Life coaching is essentially about furthering your career by developing yourself. It’s about achieving your full potential with the help of a life coach – someone with the proper training, credentials and life experience to help you.

“Life coaching can be distinguished from, for example, psychological intervention by virtue of being generative rather than remedial,” says life strategist Dr Kay Brugge. “The point of departure is that the coachee is a well-functioning individual; the objective being to amplify their strengths rather than remedy their weaknesses.”

According to Brugge, both short and long-term goals can be defined during coaching sessions:  

Short-term goals may include stress management and building emotional intelligence skills to help the coachee to cope more effectively with daily life and work demands and to increase their resilience.

Longer-term goals could be to ensure that the person being coached, the “coachee”, lives a life characterised by choice and a prospective orientation, rather than living up to their perceptions of other people’s expectations or to compensate for limiting life-scripts.  Here, the coaching process could focus on guiding the coachee to review their values and belief systems. Any changes to limiting belief systems in particular can have a dramatic cascading effect on behaviour, unlock the coachee’s true potential, lead to greater contentment and a stronger sense of coherence – both mentally and spiritually.

Life coaching can be applied to both individual and group settings, and usually takes place in a confidential, non-threatening environment.

“Experiential learning is particularly strong in group settings, with the participants being able to apply and practise their newly learnt skills, such as emotional intelligence or coaching others,” Brugge says.

The process in practical terms

Are you a candidate for life coaching? If you want to live a more fulfilled and harmonious life, you already fit the profile. 

“Practically, the process will differ from coach to coach, but it is probably important to define tangible outcomes, which are to indicate a change from the coachee’s ‘current state’ (mentally, emotionally and behaviourally) to a ‘desired state’,” Brugge, who has post-graduate qualifications in psychology and neuro-psychology, says.

He refers to a process of “Testing, Operating, Testing and Exiting” (”TOTE”), which has its roots in neuro-linguistic programming (NLP), to explain the step-by-step approach that can be used in coaching.
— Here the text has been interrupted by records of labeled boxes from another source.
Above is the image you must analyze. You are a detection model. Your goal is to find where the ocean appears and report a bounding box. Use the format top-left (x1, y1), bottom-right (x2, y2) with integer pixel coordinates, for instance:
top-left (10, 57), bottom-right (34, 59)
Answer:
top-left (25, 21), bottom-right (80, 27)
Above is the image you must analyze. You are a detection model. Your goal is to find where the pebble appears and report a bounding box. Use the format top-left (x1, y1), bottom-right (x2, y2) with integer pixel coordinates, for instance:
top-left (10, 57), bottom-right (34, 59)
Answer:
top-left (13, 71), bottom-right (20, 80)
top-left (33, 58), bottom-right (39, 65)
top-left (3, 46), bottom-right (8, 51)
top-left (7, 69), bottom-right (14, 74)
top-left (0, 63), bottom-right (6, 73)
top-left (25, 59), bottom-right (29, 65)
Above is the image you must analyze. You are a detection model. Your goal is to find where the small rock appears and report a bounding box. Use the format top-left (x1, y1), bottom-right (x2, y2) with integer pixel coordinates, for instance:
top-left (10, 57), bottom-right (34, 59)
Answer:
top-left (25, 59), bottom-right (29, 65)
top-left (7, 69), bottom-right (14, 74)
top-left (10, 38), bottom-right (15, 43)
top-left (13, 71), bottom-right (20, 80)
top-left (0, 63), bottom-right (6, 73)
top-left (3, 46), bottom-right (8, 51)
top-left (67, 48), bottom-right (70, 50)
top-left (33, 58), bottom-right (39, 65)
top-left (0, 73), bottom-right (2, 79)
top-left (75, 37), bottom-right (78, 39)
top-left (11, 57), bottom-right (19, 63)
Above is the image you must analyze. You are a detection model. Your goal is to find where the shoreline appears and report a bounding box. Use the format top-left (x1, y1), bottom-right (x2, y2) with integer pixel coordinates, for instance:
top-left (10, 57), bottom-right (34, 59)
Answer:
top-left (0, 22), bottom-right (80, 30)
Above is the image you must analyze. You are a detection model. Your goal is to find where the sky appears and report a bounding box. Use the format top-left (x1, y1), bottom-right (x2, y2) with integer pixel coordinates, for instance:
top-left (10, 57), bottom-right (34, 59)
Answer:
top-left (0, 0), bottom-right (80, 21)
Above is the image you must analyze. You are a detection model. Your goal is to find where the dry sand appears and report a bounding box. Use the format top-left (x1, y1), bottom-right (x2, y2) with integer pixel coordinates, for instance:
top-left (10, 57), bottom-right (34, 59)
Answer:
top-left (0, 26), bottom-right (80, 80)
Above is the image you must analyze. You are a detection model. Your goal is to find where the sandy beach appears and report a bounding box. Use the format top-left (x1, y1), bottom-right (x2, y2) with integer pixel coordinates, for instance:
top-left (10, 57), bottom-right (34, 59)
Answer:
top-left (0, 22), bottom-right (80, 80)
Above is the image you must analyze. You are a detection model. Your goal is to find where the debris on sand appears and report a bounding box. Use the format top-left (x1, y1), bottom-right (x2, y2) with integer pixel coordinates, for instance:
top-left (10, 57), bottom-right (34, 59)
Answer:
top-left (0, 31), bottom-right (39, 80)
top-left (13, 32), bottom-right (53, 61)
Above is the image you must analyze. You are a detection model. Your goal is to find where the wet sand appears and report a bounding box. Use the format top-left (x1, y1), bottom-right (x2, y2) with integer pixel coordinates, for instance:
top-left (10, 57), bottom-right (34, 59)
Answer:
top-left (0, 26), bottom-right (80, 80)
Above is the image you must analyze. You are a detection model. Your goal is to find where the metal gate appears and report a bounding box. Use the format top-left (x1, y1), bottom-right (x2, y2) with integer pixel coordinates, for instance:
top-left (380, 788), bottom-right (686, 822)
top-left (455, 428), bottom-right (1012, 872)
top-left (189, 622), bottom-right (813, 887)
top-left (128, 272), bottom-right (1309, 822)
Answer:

“The coach and coachee constantly determine (test and re-test) whether and how the gap between ‘desired’ and ‘current state’ is narrowing.  Once the desired state has been attained, coaching can be considered successful,” Brugge says.

The life coaching process shouldn’t be rushed, as the full impact and benefits may only become clear at a later stage.  

“The objective is to make a progression of learning through awareness creation from being ‘unconsciously incompetent’, to ‘consciously incompetent’, to ‘consciously competent’, and finally, ‘unconsciously competent’. The latter is evident from dealing in a novel manner with previously seemingly insurmountable challenges, but not really knowing how this change has come about,” says Brugge.       

While setting outcomes or indicators for change is important, allowing time for these changes to emerge is just as critical, Brugge says. In time, as the coach and coachee get to know each other better, the conversation becomes more valuable and yields important outcomes.

The coachee should also be ready for the process and up for the challenge. Small interventions can have a dramatic effect if the right conditions for change already exist.  As the old adage, goes: “If the student is ready, the teacher will appear”.

Often, coachees operate outside their comfort zones when they approach a coach. This would then be an ideal opportunity for change, Brugge notes, and would also be the factor that makes the intervention more effective, compared to when the coachee is still in his or her comfort zone. 

Will it set you apart in the workplace?

If done properly, life coaching can ensure that an employee functions better under stress and remains focused in difficult circumstances. Life coaching can also enable a leader to make unpopular decisions to the benefit of his company.

Better motivated individuals, with positive belief systems and a clear purpose and who are self-aware, can manage their own emotions and those of others as they happen, Brugge says.

“Such employees/leaders can be a remarkable asset to their companies.”